Du 29 mai au 27 septembre 2026, la ville de Côme accueillera un projet d’exposition consacré à William Turner (1775-1851), figure centrale du romantisme anglais, avec un parcours réparti entre le Palazzo del Broletto et la Pinacoteca Civica. L’initiative, intitulée Turner : l’enchantement du lac de Côme et du paysage italien, est conçue et organisée par la municipalité de Côme et la Tate de Londres, institution d’où proviennent toutes les œuvres exposées.
Le projet d’exposition, dont la commissaire est Elizabeth Brooke, se développe comme une enquête sur le rôle du voyage dans la pratique artistique de Turner et sur la relation entre sa recherche picturale et le paysage italien, avec une attention particulière pour la région du lac de Côme. L’exposition s’inscrit dans le cadre d’un dialogue entre institutions culturelles italiennes et britanniques et bénéficie du partenariat de la Chambre de commerce de Côme-Lecco, du soutien de la Villa Erba et du sponsor technique ASF.
L’exposition commence au Palazzo del Broletto, le bâtiment médiéval qui abritait autrefois le gouvernement de la ville de Côme, où sont présentées sept aquarelles issues des collections de la Tate. Les œuvres ont pour sujet le lac de Côme et son contexte géographique.
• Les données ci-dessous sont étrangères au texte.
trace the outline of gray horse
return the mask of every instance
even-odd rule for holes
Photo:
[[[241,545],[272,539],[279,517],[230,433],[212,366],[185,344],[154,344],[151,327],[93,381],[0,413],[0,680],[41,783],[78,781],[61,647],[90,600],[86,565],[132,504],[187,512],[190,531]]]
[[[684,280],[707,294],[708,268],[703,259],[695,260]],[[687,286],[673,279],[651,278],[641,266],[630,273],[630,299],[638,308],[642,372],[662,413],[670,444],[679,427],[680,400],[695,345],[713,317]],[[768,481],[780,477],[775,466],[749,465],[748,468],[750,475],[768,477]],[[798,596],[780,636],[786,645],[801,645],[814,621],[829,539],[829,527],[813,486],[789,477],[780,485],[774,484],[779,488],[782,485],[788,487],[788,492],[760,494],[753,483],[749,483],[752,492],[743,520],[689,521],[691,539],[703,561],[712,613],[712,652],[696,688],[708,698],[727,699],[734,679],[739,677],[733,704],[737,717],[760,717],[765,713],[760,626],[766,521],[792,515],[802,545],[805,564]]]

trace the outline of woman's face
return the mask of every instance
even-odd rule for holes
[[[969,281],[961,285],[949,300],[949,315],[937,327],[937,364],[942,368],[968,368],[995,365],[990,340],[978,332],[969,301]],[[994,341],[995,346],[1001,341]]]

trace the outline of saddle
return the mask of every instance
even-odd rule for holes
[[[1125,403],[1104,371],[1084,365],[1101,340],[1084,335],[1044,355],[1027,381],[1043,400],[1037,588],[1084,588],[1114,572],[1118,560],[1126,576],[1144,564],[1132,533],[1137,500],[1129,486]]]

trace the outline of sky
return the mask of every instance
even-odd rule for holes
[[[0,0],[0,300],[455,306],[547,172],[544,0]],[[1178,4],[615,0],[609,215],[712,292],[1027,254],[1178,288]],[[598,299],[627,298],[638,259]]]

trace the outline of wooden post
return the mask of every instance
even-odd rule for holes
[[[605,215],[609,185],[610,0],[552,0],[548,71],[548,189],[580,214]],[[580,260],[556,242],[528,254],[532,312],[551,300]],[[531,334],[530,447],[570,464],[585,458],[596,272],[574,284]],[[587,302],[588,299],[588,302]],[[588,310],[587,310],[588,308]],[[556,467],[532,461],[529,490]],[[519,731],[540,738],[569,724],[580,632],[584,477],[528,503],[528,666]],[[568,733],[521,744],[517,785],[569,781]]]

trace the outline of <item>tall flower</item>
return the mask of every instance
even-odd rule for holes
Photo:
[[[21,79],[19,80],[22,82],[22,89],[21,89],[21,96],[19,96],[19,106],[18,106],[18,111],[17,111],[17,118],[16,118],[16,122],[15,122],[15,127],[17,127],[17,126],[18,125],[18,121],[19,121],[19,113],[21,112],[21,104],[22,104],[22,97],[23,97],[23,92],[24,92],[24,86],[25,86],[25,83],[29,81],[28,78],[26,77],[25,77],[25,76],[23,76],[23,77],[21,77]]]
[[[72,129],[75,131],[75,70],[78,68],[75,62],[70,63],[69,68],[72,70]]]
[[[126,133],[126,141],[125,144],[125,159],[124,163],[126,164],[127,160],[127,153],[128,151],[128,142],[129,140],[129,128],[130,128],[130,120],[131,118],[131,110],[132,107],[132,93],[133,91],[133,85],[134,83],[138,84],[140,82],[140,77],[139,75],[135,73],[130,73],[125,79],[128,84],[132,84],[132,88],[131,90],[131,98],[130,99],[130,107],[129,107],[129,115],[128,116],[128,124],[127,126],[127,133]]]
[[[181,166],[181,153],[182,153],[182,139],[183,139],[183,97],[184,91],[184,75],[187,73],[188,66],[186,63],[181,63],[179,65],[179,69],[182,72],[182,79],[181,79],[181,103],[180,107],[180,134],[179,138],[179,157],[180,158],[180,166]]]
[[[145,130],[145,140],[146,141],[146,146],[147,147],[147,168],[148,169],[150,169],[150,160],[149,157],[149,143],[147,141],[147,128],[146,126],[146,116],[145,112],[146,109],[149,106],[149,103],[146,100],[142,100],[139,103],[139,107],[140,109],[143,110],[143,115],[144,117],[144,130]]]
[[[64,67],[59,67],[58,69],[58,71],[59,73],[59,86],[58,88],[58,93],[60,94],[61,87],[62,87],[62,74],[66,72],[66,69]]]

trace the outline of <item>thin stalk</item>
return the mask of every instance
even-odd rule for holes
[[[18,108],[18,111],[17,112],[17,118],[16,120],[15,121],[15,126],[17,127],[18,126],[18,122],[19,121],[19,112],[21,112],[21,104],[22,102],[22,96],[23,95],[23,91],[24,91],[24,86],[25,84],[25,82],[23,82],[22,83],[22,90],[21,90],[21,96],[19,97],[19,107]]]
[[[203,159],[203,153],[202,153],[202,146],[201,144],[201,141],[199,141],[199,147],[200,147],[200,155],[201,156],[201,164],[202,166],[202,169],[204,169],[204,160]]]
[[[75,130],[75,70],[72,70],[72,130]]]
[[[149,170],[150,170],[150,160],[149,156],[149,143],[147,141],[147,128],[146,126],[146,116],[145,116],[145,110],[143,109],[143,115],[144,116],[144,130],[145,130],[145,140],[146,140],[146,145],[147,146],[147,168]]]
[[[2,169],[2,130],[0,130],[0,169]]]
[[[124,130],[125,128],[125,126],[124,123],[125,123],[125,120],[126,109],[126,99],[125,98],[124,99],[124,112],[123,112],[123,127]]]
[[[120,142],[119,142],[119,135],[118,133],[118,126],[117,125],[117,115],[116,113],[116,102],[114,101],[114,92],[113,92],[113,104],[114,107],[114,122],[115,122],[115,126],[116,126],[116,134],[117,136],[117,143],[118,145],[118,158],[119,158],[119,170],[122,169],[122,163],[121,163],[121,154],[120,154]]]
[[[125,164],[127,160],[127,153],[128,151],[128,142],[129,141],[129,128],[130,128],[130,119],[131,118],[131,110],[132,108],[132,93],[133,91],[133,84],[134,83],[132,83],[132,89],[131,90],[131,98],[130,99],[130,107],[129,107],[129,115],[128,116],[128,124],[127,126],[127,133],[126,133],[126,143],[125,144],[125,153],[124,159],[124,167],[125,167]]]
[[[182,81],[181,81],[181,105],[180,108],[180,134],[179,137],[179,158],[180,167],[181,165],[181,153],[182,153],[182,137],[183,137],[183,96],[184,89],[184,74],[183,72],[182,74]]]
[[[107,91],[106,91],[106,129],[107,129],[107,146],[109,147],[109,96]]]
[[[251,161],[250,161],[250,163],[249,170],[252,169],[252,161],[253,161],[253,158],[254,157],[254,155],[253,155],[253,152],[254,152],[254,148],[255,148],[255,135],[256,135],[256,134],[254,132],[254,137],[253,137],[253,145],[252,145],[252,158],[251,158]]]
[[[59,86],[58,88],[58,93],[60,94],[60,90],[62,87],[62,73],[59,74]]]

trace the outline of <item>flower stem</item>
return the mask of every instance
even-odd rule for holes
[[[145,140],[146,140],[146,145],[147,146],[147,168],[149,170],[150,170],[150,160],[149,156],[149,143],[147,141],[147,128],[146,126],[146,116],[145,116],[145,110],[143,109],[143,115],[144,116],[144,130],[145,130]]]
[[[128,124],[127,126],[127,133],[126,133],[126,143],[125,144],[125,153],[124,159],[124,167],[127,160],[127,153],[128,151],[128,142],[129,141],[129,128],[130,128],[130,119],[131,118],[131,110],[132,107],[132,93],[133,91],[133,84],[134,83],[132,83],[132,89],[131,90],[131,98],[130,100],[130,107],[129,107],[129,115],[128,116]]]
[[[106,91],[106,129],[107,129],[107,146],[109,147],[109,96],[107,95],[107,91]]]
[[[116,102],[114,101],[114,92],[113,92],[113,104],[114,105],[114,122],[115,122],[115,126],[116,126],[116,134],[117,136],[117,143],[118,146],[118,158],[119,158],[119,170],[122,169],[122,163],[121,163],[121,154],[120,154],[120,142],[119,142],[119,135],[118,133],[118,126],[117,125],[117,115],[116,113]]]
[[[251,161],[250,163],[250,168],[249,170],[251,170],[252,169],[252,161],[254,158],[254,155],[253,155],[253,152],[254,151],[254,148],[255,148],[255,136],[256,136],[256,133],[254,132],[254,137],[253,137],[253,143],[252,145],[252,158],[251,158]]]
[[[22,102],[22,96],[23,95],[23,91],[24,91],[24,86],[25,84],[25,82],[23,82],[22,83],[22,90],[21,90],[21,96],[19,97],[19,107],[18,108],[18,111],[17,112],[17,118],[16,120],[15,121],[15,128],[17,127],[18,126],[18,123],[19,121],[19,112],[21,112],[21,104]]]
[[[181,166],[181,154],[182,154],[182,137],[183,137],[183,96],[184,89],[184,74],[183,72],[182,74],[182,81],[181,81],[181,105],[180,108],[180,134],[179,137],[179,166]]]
Le noyau témoigne de l’intérêt de Turner pour un paysage caractérisé par de forts contrastes entre les reliefs montagneux, les surfaces d’eau et les rapides variations atmosphériques, éléments qui sont devenus partie intégrante de sa recherche picturale.
Les œuvres nous permettent également d’observer une progression chronologique et stylistique du langage de l’artiste. Les premiers témoignages se trouvent dans les esquisses réalisées lors du voyage en Italie de 1819, dans lesquelles une attention particulière est accordée à la structure topographique et aux points d’observation des rives du lac. Viennent ensuite les compositions réalisées pour l’édition illustrée du poème Italie de Samuel Rogers en 1830, jusqu’aux études en couleur exécutées entre 1842 et 1843, dans lesquelles la lumière et la couleur jouent un rôle prédominant. Dans l’ensemble, le paysage apparaît comme un système en transformation, dans lequel les éléments naturels et architecturaux tendent progressivement à se dissoudre dans une dimension atmosphérique.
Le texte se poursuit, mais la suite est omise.